Separately, researchers here show that lowered levels of NAD act to prime a cell for inflammatory activity. Mitochondrial dysfunction with age may affect levels of chronic inflammation in tissues via this mechanism. As we all know by now, chronic inflammation sustained over years provides a sizable contribution to degenerative aging, disrupting the normal processes of tissue maintenance, changing cell behavior for the worse, and accelerating many of the common age-related conditions.
Given this, it is interesting that fairly direct, compensatory restoration of NAD levels via the various approaches based on supplementation of vitamin B3 derivatives (niacin, nicotinamide riboside, nicotinamide mononucleotide, and so forth) perform so indifferently in clinical trials. They do not address deeper causes of this age-related decline, but do compensate in the production of more NAD. That said, exercise is better at restoring NAD levels in older people. Equally exercise produces numerous other beneficial effects on metabolism and cell function. The challenge in thinking about any newly considered mechanism of aging is, at the end of the day, whether or not it has a large effect size. The evidence for effect size is often indirect and dubious.

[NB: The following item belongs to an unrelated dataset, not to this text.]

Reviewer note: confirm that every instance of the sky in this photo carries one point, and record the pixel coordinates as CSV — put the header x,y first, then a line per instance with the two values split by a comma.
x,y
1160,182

Intracellular nicotinamide adenine dinucleotide (NAD+) levels steadily decline with age in both rodents and humans. NAD+ is an essential electron acceptor in several redox reactions that maintain intracellular homeostasis. NAD+ also functions as a cofactor for non-redox NAD+-consuming enzymes, such as poly-ADP-ribose polymerases (PARPs) and sirtuins (SIRTs).

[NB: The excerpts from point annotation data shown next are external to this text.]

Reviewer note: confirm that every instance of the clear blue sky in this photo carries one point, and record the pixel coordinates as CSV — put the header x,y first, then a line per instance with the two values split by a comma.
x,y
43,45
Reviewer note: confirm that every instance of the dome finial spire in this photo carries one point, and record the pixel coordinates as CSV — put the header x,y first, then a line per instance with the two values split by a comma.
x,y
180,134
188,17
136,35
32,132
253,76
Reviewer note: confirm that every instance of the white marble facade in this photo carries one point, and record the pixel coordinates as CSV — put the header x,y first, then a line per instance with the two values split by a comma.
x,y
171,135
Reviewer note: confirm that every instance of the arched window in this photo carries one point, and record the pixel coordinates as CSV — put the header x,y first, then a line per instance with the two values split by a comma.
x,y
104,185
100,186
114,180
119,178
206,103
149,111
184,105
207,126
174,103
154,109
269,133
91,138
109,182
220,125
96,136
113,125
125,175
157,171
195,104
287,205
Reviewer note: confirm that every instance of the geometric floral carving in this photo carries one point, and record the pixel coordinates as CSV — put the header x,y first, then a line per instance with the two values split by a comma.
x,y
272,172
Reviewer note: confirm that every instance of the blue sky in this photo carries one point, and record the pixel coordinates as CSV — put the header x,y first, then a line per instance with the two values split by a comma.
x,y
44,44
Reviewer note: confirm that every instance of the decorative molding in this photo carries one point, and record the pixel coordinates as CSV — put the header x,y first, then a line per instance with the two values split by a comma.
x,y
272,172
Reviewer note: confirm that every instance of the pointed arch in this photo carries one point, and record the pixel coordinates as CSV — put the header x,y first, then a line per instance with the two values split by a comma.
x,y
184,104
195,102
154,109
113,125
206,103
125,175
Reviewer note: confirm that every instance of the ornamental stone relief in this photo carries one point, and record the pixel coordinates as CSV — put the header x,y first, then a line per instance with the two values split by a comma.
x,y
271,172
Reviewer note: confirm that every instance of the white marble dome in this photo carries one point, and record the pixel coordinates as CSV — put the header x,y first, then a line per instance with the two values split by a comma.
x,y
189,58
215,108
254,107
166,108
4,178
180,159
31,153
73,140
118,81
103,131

NAD+ is synthesized either from tryptophan in the de novo pathway or by recycling nicotinamide (NAM) in the salvage pathway. In mammals, the salvage pathway is the predominant source of NAD+ biosynthesis due to its high adaptability. Nicotinamide phosphoribosyltransferase (NAMPT), the rate-limiting enzyme for NAD+ biosynthesis in the salvage pathway, converts NAM to nicotinamide mononucleotide (NMN), which is subsequently converted into NAD+ by NMN adenyltransferase. Reduced NAMPT expression at both mRNA and protein levels has been observed in multiple tissues during aging and is primarily responsible for the aging-associated NAD+ decline.

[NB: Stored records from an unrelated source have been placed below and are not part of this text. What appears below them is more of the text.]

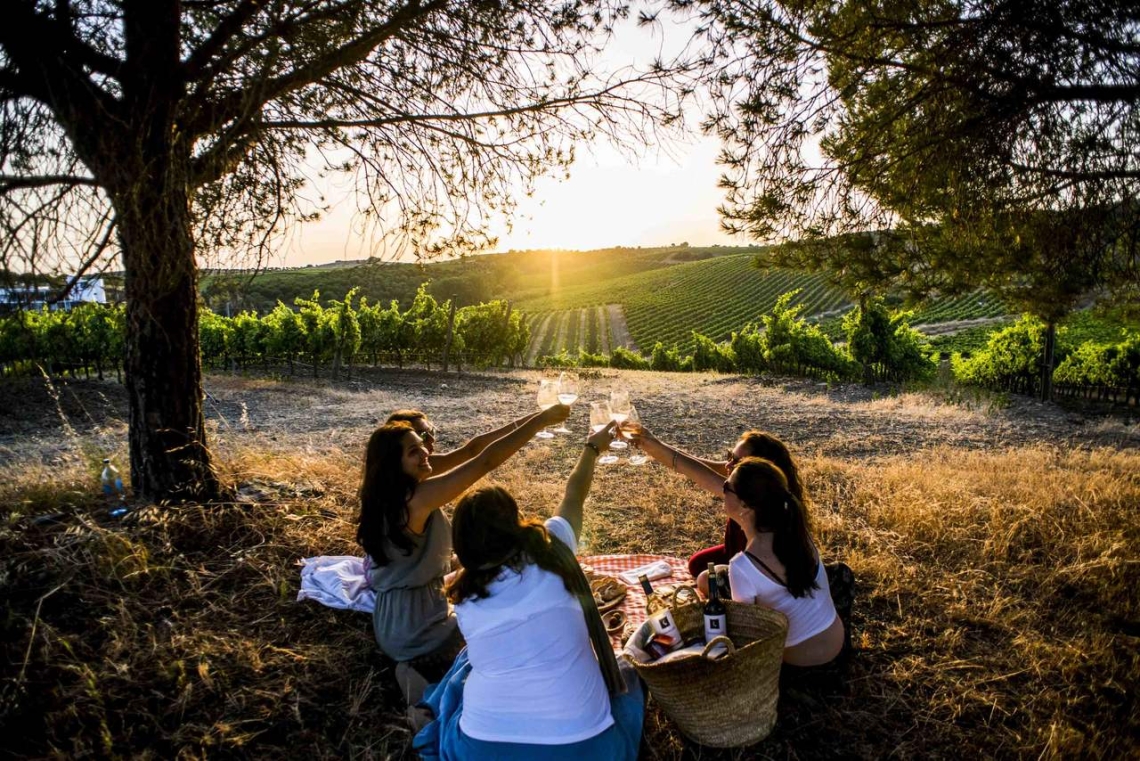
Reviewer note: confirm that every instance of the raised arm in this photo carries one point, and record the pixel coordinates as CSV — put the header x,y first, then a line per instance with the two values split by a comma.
x,y
583,476
707,474
445,461
439,490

NAD+ decline is implicated in the pathophysiology of various diseases, including metabolic, cardiovascular, and neurodegenerative diseases. The supplementation of NAD+ using NAD+ pathway intermediates attenuates these degenerative disorders. Thus, NAD+ biosynthesis can be a potent therapeutic target for many aging-associated diseases. However, it is unclear whether NAD+ depletion can trigger or promote chronic proinflammatory responses that are closely associated with increased susceptibility to aging-associated diseases. Of note, a previous study showed that NAD+ depletion inhibits lipopolysaccharide (LPS)-induced Toll-like receptor (TLR) signaling in human monocytes. Similarly, inhibition of NAMPT (using FK866, a NAMPT-specific inhibitor) modulated the proinflammatory responses in macrophages.
In this context, we assessed whether FK866-induced NAD+ decline can modulate pattern-recognition receptor (PRR)-mediated responses in myeloid cells. Consequently, we propose that NAD+ depletion can trigger NLRP3 activation in macrophages and induce in vitro and in vivo inflammasome activation in the presence of NLRP3-activating stimuli.